Several installations consist of multi-panel wall projection videos with sound effects. Another consists of multiple live cameras and monitors in ingenious setups capturing quirky changing views of the exhibit environment, including snatches of the observer observing. You get to be on television.
Another transforms a gallery space of flat walls and right-angel corners via digital manipulation into an elliptical/spherical map, in a kind of reverse Mercator process and projection the observer can also get caught into, resulting in a TV instant makeover not necessarily for the better.
Steina is originally from Iceland. One of the multi-panel projections consists of magnificent natural environment imagery from that country. Ocean and river waters that ebb and flow and fall of their own accord and due to repetition effects of the projection procedure. Rugged landscapes (made even more rugged-looking by a telephoto lens view) with shaggy horses (the only animal life amid the monumental landscapes and seascapes and streams) that sometimes magically dissolve from the picture and may as magically reappear. Vast expanses of snow-covered plain extending to sheer rock walls of craggy mountain ranges.
This installation is called Mynd, an Icelandic word cognate ultimately with our word “mind,” but in Icelandic denoting “image,” “picture,” even “photograph.” In Old English, to which Icelandic is closely related, the cognate word suggested “memory,” it is pointed out in an accompanying brief explanatory note. (Our Modern English word “mindful” recalls this basic sense.)
The gallery thoughtfully provides easy chairs—couches—to allow the observer to sit comfortably and let the flood of imagery wash over.
Another multi-panel projections piece is about Japan and its rituals, religious and social, and environment embellished by art and culture more than simply raw natural, among related subject matter. Such as dance. Footage of a modern dance performance, the angular, spasmodic movements of which are augmented by staccato camera work repeats and reverses. A little bit Twyla Tharp, a little bit David Byrne. The religious rituals include perfection raking and rearranging of pebble gravel in a Zen garden, the social include etiquette protocols in public spaces from subways to building elevators. All in all it’s like a travelogue without words. But who needs words, when the video camera tells so much. Overloads with information, actually.
Another wall projection work is about physical transformative forces of extreme heat and extreme pressure. Intimate imagery of furnace processes on metal up to and through a molten condition, and a memorable depiction of slow-motion pressure application to what look like wood beams the size and thickness of railroad ties, causing them to snap like wooden matchsticks.

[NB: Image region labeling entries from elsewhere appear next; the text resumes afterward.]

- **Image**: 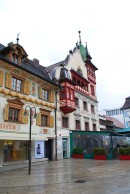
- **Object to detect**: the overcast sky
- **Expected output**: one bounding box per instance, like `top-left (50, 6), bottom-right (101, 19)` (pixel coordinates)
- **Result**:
top-left (0, 0), bottom-right (130, 111)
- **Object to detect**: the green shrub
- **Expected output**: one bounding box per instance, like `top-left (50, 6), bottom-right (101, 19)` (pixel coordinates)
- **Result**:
top-left (93, 147), bottom-right (106, 155)
top-left (119, 147), bottom-right (130, 155)
top-left (73, 148), bottom-right (84, 154)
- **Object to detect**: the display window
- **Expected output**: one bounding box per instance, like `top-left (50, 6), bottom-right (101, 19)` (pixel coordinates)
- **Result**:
top-left (4, 141), bottom-right (28, 162)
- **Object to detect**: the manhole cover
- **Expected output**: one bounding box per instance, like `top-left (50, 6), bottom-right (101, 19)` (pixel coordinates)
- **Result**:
top-left (75, 180), bottom-right (86, 183)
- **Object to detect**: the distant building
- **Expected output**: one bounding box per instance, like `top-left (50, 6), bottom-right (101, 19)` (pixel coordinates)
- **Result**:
top-left (99, 115), bottom-right (124, 131)
top-left (105, 108), bottom-right (124, 124)
top-left (106, 116), bottom-right (124, 131)
top-left (121, 96), bottom-right (130, 128)
top-left (47, 31), bottom-right (100, 159)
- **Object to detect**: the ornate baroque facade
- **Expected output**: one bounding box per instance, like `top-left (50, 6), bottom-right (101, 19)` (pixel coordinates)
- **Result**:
top-left (0, 42), bottom-right (58, 170)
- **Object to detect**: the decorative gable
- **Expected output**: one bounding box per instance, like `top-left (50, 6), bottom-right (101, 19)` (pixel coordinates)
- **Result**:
top-left (8, 98), bottom-right (24, 108)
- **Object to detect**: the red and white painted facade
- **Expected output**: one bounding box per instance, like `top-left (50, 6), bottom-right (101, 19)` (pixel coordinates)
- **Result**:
top-left (48, 41), bottom-right (100, 159)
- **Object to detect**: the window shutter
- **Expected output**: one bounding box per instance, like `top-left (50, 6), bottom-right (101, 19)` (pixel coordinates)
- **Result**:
top-left (23, 80), bottom-right (31, 95)
top-left (22, 109), bottom-right (29, 124)
top-left (38, 86), bottom-right (42, 99)
top-left (4, 104), bottom-right (9, 121)
top-left (49, 116), bottom-right (54, 128)
top-left (0, 71), bottom-right (4, 86)
top-left (49, 90), bottom-right (55, 103)
top-left (36, 113), bottom-right (41, 126)
top-left (5, 73), bottom-right (12, 89)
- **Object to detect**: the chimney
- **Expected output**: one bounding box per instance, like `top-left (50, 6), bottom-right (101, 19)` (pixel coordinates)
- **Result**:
top-left (33, 58), bottom-right (39, 65)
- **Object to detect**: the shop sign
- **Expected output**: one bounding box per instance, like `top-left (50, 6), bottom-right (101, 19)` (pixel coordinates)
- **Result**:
top-left (35, 141), bottom-right (44, 158)
top-left (0, 123), bottom-right (19, 130)
top-left (41, 129), bottom-right (49, 134)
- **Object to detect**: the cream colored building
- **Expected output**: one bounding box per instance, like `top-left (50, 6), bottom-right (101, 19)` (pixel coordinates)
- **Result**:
top-left (0, 42), bottom-right (58, 171)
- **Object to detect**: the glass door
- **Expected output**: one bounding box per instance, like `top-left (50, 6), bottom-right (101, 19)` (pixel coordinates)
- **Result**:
top-left (62, 138), bottom-right (67, 158)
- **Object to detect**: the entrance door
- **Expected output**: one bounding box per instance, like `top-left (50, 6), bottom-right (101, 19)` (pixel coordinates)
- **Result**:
top-left (62, 138), bottom-right (67, 158)
top-left (45, 139), bottom-right (52, 160)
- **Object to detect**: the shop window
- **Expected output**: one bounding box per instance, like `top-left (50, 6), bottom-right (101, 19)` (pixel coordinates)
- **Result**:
top-left (75, 120), bottom-right (80, 130)
top-left (4, 140), bottom-right (28, 162)
top-left (75, 98), bottom-right (79, 107)
top-left (91, 85), bottom-right (95, 96)
top-left (9, 108), bottom-right (20, 122)
top-left (85, 122), bottom-right (89, 131)
top-left (93, 124), bottom-right (97, 131)
top-left (41, 115), bottom-right (48, 126)
top-left (73, 77), bottom-right (76, 83)
top-left (77, 80), bottom-right (80, 86)
top-left (42, 89), bottom-right (49, 101)
top-left (38, 86), bottom-right (52, 103)
top-left (81, 82), bottom-right (84, 89)
top-left (70, 89), bottom-right (74, 100)
top-left (66, 87), bottom-right (70, 99)
top-left (60, 86), bottom-right (65, 99)
top-left (83, 101), bottom-right (88, 110)
top-left (62, 117), bottom-right (69, 128)
top-left (12, 77), bottom-right (22, 92)
top-left (91, 105), bottom-right (95, 113)
top-left (36, 109), bottom-right (54, 127)
top-left (4, 98), bottom-right (29, 124)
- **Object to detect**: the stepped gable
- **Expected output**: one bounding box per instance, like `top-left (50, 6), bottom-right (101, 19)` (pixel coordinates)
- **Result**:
top-left (106, 116), bottom-right (124, 128)
top-left (120, 96), bottom-right (130, 110)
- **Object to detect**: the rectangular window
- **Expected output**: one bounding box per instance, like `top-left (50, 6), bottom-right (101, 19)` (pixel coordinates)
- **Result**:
top-left (75, 98), bottom-right (79, 106)
top-left (91, 85), bottom-right (95, 96)
top-left (76, 120), bottom-right (80, 130)
top-left (9, 108), bottom-right (20, 122)
top-left (83, 101), bottom-right (87, 110)
top-left (91, 105), bottom-right (95, 113)
top-left (41, 115), bottom-right (48, 126)
top-left (128, 121), bottom-right (130, 127)
top-left (12, 77), bottom-right (22, 92)
top-left (93, 124), bottom-right (97, 131)
top-left (70, 89), bottom-right (74, 100)
top-left (42, 89), bottom-right (49, 101)
top-left (62, 117), bottom-right (69, 128)
top-left (85, 122), bottom-right (89, 131)
top-left (66, 88), bottom-right (70, 99)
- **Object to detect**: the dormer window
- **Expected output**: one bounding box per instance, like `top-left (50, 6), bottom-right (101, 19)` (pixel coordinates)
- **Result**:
top-left (12, 54), bottom-right (18, 63)
top-left (77, 68), bottom-right (83, 76)
top-left (12, 77), bottom-right (22, 92)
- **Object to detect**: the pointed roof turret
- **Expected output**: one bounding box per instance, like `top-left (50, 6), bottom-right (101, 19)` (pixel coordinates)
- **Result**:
top-left (78, 31), bottom-right (92, 61)
top-left (121, 96), bottom-right (130, 110)
top-left (59, 65), bottom-right (71, 81)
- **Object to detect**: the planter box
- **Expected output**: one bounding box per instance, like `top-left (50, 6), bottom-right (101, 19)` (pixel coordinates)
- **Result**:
top-left (119, 155), bottom-right (130, 160)
top-left (94, 155), bottom-right (107, 160)
top-left (84, 153), bottom-right (94, 159)
top-left (72, 154), bottom-right (84, 159)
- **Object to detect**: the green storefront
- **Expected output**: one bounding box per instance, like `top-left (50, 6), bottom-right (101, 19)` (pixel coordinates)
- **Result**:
top-left (70, 131), bottom-right (126, 160)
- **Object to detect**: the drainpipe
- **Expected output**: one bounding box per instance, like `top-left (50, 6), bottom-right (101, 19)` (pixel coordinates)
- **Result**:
top-left (55, 89), bottom-right (60, 160)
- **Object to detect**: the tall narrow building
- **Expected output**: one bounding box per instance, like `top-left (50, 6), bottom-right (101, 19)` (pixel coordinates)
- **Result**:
top-left (47, 31), bottom-right (100, 159)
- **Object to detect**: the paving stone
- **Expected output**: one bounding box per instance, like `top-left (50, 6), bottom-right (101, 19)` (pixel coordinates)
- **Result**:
top-left (0, 159), bottom-right (130, 194)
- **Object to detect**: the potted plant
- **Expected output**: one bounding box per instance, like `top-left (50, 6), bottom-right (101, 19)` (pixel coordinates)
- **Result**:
top-left (72, 147), bottom-right (84, 159)
top-left (119, 147), bottom-right (130, 160)
top-left (94, 147), bottom-right (107, 160)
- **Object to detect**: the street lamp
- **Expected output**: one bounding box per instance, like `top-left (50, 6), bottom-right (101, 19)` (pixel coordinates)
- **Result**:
top-left (24, 105), bottom-right (36, 175)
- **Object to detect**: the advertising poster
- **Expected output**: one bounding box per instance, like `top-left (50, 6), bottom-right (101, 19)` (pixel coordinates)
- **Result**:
top-left (35, 141), bottom-right (44, 158)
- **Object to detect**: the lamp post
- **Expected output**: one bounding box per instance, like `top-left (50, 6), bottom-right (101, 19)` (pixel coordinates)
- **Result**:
top-left (24, 105), bottom-right (36, 175)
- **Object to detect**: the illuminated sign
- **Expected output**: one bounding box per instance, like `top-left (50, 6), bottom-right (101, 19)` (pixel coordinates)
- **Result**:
top-left (0, 123), bottom-right (19, 130)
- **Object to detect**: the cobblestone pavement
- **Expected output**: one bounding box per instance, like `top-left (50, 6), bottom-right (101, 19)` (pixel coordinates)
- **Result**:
top-left (0, 159), bottom-right (130, 194)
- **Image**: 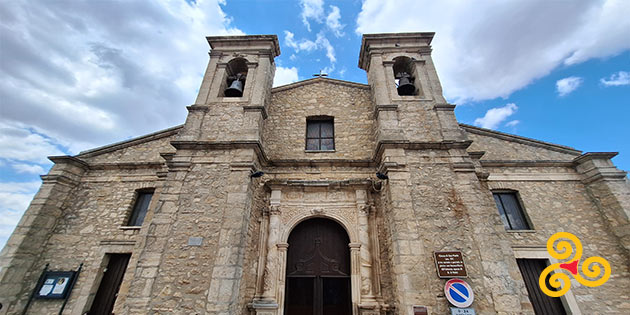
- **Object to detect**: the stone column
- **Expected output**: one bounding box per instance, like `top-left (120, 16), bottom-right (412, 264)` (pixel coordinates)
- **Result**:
top-left (356, 190), bottom-right (376, 306)
top-left (276, 243), bottom-right (289, 314)
top-left (574, 152), bottom-right (630, 259)
top-left (0, 156), bottom-right (89, 314)
top-left (348, 243), bottom-right (361, 314)
top-left (254, 190), bottom-right (286, 314)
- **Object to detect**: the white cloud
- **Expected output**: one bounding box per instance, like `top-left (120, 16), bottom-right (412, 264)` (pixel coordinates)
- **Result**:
top-left (599, 71), bottom-right (630, 86)
top-left (284, 31), bottom-right (317, 53)
top-left (11, 163), bottom-right (44, 175)
top-left (475, 103), bottom-right (518, 129)
top-left (284, 31), bottom-right (337, 63)
top-left (300, 0), bottom-right (324, 32)
top-left (556, 77), bottom-right (584, 96)
top-left (315, 32), bottom-right (337, 63)
top-left (326, 5), bottom-right (345, 37)
top-left (0, 121), bottom-right (65, 164)
top-left (273, 67), bottom-right (298, 86)
top-left (505, 120), bottom-right (521, 127)
top-left (0, 181), bottom-right (41, 248)
top-left (0, 0), bottom-right (242, 157)
top-left (0, 0), bottom-right (242, 252)
top-left (356, 0), bottom-right (630, 103)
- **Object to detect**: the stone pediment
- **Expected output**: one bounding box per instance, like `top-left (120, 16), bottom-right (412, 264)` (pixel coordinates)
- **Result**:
top-left (271, 77), bottom-right (370, 93)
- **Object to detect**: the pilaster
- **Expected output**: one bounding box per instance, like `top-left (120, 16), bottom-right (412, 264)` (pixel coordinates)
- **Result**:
top-left (0, 156), bottom-right (89, 313)
top-left (573, 152), bottom-right (630, 259)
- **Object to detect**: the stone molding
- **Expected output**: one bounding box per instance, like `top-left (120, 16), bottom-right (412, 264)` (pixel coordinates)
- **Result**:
top-left (271, 77), bottom-right (370, 93)
top-left (459, 123), bottom-right (582, 155)
top-left (359, 32), bottom-right (435, 71)
top-left (77, 125), bottom-right (184, 158)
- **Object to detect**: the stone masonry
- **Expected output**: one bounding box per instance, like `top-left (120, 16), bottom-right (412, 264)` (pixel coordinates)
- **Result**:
top-left (0, 33), bottom-right (630, 315)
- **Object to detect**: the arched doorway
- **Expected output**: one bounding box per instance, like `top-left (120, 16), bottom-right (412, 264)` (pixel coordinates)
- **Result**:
top-left (284, 218), bottom-right (352, 315)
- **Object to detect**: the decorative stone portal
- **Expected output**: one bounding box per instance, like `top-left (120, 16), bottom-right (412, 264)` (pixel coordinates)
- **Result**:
top-left (284, 218), bottom-right (352, 315)
top-left (251, 181), bottom-right (386, 315)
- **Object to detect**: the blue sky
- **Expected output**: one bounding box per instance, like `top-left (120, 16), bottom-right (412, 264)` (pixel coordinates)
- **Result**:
top-left (0, 0), bottom-right (630, 251)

More surf and sea foam and nature in the raw in a piece called Borealis, on four translucent screens hanging like sheets on a line, inviting the viewer to wander among them, intermittently blocking the projection, participating by silhouette negative. Another piece, consisting of a semicircle of color monitors, depicts Western desert area grandeur to the point of near infinity in terms of space and time, including remains of Pueblo cliff dwellings and gargantuan telescope or other signal reception apparatus.
The most thought-provoking—in the sense of puzzling-—quote by the artist among the written explanatory material: “In video, unlike photography or film, the viewfinder is not necessarily an integral part of the camera…” Is that true? What does it mean?
Steina began her career as a classical musician in Reykjavic, Iceland. Then as a scholarship student at the Prague Conservatory, Czecholslovakia, met then filmmaker, later video artist, Woody Vasulka. They were married in 1964 and moved to New York City, and in 1964 discovered video, and “both of our lives were changed forever,” she says. “It was like falling in love. I never looked back.”
Accompanying the Steina installations are four large, grainy, black-and-white, abstract, manipulated digital prints by Vasulka.
The Steina exhibit is called Involving People Into This Magic. It continues through September 25.